Alumni Spotlight: Giovanna Stefanutto


As a multicultural person herself, Giovanna is always looking to travel and explore the unknown, while taking steps closer to her dream of becoming a surgeon.

Why did you choose this program?

Atlantis sounded "too good to be true" initially. However, once you go through their pre-departure process and attend their program, everything comes to reality. Atlantis offers an extraordinary balance between the professional, educational, and life-changing opportunity of shadowing doctors in countries abroad, as well as a social network between all its fellows and staff. It provides you the best of both worlds while keeping their main objective of higher education and learning in priority.

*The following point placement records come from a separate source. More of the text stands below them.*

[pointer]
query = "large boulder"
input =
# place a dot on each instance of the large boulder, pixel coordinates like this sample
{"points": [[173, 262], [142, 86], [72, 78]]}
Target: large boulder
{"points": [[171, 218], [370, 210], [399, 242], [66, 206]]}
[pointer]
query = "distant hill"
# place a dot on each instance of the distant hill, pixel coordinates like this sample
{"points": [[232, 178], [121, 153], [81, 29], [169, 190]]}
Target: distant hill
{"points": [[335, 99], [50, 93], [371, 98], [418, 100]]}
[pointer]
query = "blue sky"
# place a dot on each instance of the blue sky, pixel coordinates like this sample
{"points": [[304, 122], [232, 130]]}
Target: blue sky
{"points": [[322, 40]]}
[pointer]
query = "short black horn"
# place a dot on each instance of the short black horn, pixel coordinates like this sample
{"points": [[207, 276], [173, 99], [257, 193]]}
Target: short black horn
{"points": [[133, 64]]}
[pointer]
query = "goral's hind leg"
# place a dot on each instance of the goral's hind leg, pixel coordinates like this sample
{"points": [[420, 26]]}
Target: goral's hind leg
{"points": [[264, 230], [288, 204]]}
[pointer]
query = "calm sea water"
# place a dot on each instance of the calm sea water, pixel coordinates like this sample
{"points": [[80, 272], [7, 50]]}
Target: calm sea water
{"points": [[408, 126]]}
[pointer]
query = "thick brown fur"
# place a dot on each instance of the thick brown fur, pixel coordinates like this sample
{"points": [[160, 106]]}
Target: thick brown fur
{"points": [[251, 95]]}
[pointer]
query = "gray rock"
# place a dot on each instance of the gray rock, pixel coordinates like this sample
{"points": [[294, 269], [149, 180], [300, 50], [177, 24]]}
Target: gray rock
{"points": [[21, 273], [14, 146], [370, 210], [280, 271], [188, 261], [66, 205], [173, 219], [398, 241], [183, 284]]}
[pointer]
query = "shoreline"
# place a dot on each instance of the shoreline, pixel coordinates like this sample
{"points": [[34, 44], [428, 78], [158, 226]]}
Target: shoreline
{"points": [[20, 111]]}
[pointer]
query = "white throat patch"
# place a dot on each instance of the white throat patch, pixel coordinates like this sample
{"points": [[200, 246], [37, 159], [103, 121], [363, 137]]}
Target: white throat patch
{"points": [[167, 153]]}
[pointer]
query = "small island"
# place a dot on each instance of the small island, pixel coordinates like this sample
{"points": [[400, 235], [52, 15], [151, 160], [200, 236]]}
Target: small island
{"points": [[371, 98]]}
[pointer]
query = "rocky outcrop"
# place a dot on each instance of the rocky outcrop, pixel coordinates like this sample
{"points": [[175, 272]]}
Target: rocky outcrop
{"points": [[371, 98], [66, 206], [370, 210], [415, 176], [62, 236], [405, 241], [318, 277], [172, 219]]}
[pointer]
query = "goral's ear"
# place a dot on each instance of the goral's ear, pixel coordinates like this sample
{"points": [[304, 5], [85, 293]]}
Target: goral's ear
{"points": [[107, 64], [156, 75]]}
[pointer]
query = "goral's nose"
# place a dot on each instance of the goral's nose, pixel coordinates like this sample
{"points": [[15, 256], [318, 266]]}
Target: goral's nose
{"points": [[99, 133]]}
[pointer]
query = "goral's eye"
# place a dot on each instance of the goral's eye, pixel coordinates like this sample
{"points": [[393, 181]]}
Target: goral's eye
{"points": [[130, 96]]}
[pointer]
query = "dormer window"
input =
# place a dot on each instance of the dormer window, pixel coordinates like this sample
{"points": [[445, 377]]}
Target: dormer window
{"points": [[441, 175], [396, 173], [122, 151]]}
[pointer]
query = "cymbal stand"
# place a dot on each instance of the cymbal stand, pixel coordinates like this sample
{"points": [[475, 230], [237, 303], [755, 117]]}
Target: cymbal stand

What did your program provider assist you with, and what did you have to organize on your own?

Atlantis pre-departure team should be congratulated with their optimal organizational agenda. Although there were some glitches here and there during the application process, the overall pre-departure process worked out smoothly. You are connected with a Pre-Departure Coordinator who is exceptional in helping you prepare for the program and get all your questions out of the way. Atlantis provides several methods of funding and aid to help the students pay for their program and other ways of coping with traveling and studying abroad.

What is one piece of advice you'd give to someone going on your program?

Make sure to take every word of advice the Pre-Departure Coordinator gives you. It is crucial to be very organized so you do not have to run after complications last minute or once you are abroad. Programs like these have several small details that have to be taken care of so your experience is memorable.

What does an average day/week look like as a participant of this program?

Your day begins early. You are up before the sunrises, and you are at the hospital together with most physicians. You are required to dress formally and adequately according to the department you are allocated to.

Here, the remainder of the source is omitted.